Yes. In most of Maryland, microgreens fall under the state's cottage food law for direct-to-consumer retail at farmers markets and to private customers. Restaurant wholesale typically requires a basic food handler permit. Verify with the Maryland Department of Agriculture before you sign a wholesale contract.
What microgreens sell best in Chestertown?
Sunflower, pea shoots, and radish are the three highest-volume sellers in nearly every U.S. city, including Chestertown. Broccoli is the highest-margin variety because of its sulforaphane reputation with health-focused buyers. Specialty varieties like amaranth and shiso command premium pricing from chef-driven restaurants.
How much space do I need to grow microgreens in Chestertown?
A 10 by 10 foot room with two shelving units holds 60 to 80 active trays, which is enough to produce $3,000 to $5,000 per month. A basement, garage corner, spare bedroom, or sunroom all work in Chestertown's climate. Vertical shelving is the fastest path to higher revenue per square foot.
What is the best app for tracking microgreen production in Chestertown?
Grown Like A Pro is the operating system used by working microgreen farms in Chestertown. It handles seed density math, watering schedules, harvest timing, inventory, customer orders, and the financial side. Free 30-day trial with no credit card.
How long does it take to learn to grow microgreens commercially?
Most growers in Chestertown are selling their first trays within 30 days of starting.
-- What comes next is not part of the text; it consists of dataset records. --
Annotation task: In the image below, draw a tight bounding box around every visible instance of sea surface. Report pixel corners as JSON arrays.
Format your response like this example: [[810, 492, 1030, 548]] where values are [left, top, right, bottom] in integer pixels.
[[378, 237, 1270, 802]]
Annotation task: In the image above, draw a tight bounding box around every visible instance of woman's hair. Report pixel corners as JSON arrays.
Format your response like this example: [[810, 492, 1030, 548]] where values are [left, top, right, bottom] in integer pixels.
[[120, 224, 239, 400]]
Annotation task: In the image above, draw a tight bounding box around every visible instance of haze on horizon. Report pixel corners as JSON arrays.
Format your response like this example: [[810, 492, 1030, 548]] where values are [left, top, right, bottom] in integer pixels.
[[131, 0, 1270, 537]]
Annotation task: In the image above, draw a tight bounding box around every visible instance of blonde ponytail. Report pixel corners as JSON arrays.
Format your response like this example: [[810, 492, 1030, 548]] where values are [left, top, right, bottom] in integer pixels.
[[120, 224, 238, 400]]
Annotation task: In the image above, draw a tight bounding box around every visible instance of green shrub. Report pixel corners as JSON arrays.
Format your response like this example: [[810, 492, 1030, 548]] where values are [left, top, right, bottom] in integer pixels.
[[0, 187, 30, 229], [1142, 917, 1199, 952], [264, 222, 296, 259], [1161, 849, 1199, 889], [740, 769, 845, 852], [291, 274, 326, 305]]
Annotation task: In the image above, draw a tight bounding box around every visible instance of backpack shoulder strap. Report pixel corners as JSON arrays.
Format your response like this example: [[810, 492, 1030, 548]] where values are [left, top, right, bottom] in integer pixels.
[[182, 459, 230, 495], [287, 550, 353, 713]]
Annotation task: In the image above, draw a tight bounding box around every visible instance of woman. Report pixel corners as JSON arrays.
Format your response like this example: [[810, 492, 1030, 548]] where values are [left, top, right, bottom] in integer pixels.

Commercial proficiency, meaning you can run 50-plus trays per week without losing crops to mold or under-seeding, takes 60 to 90 days. The seed density and watering math is the single biggest predictor of how fast you get there.
Do I need a license to sell microgreens in Chestertown?
For farmers market and direct-to-consumer sales in Chestertown, most growers operate under Maryland's cottage food law with no special license. For wholesale to restaurants and grocery stores, you typically need a basic food handler permit, a sales tax permit, and depending on volume, an inspection from your county health department.
How do I price microgreens to restaurants in Chestertown?
Restaurant wholesale in Chestertown runs $1.50 to $2.50 per ounce for standard varieties, $3 to $5 per ounce for specialty varieties like shiso, micro basil, or amaranth. Sell by the pound for repeat accounts. Local fresh commands a premium over the shipped-in product that most Chestertown restaurants currently buy.

Related guides

Once you have the Chestertown math in your head, the next read is the density chart that drives every tray you plant.